President Barack Obama has been accused throughout his presidency, by his own supporters, of trying too hard to accommodate the demands of Republicans in Congress. While speaking at a fundraising event on Thursday, Obama delivered what may be his most blunt and direct attack not only on Republican congressional intransigence, but also on the media which reports on what Obama called the “false equivalence” that says “Congress is just broken.”

In the stunningly blunt statements, Obama slammed what he called “a group of folks in the Republican party” who are so “ideologically rigid” that they “refuse to budge” when it comes to compromising on what the president described as mostly middle-of-the-road proposals set forth by Democrats over the past five years.

“You’ll hear if you watch the nightly news or you read the newspapers that, well, there’s gridlock, Congress is broken, approval ratings for Congress are terrible. And there’s a tendency to say, a plague on both your houses,” Obama said, according to a White House transcript of the Thursday address.

“The truth of the matter is that the problem in Congress is very specific. We have a group of folks in the Republican Party who have taken over who are so ideologically rigid, who are so committed to an economic theory that says if folks at the top do very well then everybody else is somehow going to do well; who deny the science of climate change; who don’t think making investments in early childhood education makes sense; who have repeatedly blocked raising a minimum wage so if you work full-time in this country you’re not living in poverty; who scoff at the notion that we might have a problem with women not getting paid for doing the same work that men are doing.”

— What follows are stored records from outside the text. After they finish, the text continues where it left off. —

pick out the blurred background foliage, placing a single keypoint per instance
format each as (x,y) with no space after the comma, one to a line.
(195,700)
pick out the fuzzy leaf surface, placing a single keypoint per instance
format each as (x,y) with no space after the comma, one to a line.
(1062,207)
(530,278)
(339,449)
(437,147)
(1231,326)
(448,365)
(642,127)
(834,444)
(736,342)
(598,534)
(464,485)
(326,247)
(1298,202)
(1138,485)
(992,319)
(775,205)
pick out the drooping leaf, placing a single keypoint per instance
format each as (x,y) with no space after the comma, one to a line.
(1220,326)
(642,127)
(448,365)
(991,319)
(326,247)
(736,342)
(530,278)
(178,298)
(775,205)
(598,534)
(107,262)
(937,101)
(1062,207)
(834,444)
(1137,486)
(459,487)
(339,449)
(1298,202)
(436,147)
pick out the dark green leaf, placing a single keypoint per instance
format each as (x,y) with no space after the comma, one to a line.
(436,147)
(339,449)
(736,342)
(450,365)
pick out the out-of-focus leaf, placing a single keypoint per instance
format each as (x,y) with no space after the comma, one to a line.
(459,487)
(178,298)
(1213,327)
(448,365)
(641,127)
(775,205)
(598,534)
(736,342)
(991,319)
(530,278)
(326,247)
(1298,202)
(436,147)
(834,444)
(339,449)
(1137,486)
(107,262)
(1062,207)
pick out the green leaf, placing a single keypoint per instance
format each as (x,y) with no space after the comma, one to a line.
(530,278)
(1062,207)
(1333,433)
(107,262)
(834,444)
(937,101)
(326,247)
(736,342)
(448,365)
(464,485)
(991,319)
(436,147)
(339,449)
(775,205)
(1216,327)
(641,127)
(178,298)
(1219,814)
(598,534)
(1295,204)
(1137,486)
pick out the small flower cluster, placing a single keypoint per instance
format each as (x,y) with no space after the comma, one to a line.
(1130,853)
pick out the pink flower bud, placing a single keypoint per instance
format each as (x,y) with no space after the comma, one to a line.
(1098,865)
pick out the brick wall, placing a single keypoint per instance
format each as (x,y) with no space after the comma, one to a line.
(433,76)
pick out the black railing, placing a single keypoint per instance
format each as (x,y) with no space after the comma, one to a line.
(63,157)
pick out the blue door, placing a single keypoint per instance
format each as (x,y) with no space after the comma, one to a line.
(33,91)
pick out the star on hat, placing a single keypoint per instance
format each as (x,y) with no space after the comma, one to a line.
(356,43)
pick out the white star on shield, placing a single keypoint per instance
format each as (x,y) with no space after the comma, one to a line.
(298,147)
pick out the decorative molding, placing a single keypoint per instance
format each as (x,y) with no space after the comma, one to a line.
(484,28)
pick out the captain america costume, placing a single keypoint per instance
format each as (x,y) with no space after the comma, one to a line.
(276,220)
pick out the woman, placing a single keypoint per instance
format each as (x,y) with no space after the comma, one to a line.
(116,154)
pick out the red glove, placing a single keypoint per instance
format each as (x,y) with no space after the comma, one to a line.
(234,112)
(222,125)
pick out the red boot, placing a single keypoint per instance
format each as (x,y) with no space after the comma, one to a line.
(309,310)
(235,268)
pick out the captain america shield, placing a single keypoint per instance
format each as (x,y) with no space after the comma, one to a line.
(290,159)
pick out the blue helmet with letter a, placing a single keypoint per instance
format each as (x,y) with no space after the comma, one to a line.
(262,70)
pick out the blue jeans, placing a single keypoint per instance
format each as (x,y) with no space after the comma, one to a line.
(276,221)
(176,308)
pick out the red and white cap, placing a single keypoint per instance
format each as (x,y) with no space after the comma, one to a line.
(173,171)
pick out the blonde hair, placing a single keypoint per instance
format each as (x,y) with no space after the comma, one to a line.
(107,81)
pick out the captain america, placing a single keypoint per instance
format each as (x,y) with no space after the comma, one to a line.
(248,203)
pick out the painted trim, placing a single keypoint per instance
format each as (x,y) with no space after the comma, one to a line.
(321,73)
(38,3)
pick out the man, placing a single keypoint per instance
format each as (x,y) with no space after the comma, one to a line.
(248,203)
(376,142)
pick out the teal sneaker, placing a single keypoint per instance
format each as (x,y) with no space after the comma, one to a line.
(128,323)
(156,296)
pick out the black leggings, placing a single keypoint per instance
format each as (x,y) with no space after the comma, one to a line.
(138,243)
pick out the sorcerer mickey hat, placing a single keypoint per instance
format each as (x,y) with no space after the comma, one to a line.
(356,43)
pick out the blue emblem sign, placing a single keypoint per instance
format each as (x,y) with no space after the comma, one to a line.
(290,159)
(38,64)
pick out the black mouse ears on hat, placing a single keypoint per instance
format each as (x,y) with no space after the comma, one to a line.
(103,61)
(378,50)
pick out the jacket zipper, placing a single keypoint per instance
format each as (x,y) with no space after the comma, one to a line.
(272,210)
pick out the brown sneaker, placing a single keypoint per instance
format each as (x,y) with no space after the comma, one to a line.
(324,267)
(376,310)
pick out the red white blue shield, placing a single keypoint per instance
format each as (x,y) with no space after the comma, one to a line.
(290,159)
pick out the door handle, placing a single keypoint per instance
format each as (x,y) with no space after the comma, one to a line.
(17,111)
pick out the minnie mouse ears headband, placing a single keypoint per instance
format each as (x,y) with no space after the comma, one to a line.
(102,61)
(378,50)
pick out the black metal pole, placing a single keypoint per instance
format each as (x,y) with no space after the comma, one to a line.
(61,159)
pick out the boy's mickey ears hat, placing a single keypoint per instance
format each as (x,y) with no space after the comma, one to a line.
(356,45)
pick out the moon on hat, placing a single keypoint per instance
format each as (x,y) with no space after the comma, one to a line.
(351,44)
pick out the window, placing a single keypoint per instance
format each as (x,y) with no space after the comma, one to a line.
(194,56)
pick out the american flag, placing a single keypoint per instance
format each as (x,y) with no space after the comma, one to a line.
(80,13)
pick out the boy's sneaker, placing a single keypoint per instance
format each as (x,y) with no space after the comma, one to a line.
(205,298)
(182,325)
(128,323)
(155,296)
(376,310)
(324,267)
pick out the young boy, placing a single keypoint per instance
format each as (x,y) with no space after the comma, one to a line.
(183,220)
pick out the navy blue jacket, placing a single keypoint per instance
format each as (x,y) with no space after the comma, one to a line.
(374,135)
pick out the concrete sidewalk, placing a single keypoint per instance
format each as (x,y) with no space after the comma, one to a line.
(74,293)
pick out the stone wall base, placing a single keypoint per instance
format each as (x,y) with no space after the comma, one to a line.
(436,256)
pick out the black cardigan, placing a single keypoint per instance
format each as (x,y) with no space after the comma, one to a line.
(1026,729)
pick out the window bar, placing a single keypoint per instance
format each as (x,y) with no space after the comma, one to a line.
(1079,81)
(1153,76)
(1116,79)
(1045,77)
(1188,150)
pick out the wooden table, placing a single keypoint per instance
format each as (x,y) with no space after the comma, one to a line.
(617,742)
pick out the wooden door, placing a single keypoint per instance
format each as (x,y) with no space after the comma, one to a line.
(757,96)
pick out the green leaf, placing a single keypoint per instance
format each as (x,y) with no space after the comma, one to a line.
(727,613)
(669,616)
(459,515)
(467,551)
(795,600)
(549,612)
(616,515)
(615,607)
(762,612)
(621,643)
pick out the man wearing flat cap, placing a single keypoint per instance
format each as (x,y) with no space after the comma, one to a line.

Obama went on to say that “the truth” is that Democrats by contrast have not been “overly ideological.” In fact, Democratic ideas, he said, have not been “radical proposals coming out from the left,” but mainstream policy proposals.

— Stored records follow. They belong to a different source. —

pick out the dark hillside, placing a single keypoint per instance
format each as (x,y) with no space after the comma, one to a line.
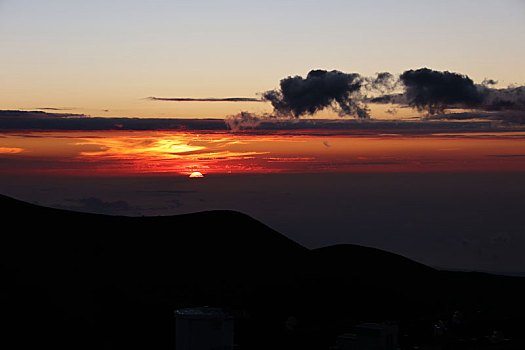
(76,280)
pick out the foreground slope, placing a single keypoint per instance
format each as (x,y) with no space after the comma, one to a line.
(76,280)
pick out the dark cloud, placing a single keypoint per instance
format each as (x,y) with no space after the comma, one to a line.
(435,92)
(7,114)
(243,120)
(267,124)
(210,99)
(298,96)
(98,206)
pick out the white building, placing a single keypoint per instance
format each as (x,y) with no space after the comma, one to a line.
(203,328)
(369,336)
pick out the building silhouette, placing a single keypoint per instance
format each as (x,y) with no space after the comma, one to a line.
(203,328)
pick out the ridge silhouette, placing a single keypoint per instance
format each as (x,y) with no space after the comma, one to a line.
(77,280)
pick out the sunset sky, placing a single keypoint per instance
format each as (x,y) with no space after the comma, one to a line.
(111,54)
(392,124)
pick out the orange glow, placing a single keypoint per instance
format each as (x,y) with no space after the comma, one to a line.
(182,153)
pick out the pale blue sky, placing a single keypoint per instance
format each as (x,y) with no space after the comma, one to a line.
(109,54)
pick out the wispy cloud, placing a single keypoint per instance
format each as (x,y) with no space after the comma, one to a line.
(207,99)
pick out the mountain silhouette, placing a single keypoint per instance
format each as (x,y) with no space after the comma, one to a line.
(78,280)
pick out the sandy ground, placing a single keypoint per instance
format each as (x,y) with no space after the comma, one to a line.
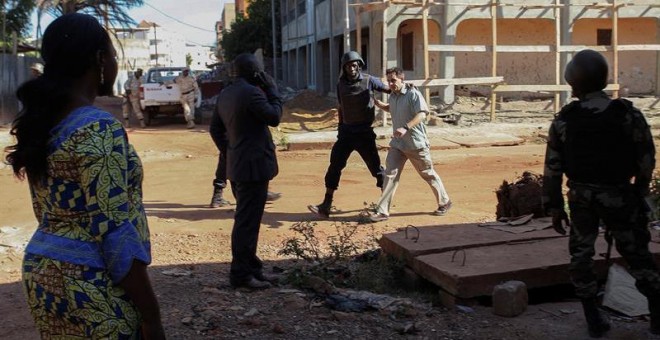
(187,236)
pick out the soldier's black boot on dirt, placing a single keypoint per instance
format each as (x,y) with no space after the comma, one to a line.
(654,308)
(598,325)
(217,200)
(322,209)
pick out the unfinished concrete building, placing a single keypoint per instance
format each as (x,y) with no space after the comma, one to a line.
(507,47)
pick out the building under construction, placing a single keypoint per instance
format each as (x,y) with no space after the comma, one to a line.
(505,47)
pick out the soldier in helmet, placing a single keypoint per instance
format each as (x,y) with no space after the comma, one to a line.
(355,92)
(132,98)
(189,91)
(601,145)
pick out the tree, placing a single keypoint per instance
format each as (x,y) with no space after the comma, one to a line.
(15,17)
(111,13)
(253,32)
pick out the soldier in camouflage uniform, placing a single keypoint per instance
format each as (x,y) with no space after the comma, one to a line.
(601,145)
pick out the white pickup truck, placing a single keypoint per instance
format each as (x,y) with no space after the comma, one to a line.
(160,95)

Citing examples, Obama said that Democratic tax proposals have not called for “rates in the 70 percent or 90 percent when it comes to income like existed here 50, 60 years ago,” but simply asked “those of us who have been incredibly blessed by this country” to give back.

Obama also pointed to health care, noting that the so-called “Obamacare” law is “not some wild, crazy system,” but instead was designed simply to “make sure everybody has insurance,” while maintaining the private insurance structure that currently exists.

“This made the other side go nuts,” Obama said. “The simple idea that in the wealthiest nation on Earth, nobody should go bankrupt because somebody in their family gets sick, working within a private system.”

But the Obama remarks were not reserved solely for Republicans. He also slammed media coverage of the problems in Congress, deriding the “false equivalence” in the media that portrays both Democrats and Republicans as equally at fault for “gridlock.”

“It’s not true,” Obama concluded. “What’s broken right now is a Republican Party that repeatedly says no to proven, time-tested strategies to grow the economy, create more jobs, ensure fairness, open up opportunity to all people.”

While Obama made his remarks on Thursday, they did not circulate widely until the weekend, meaning that Republicans have yet to weigh in with their rebuttal.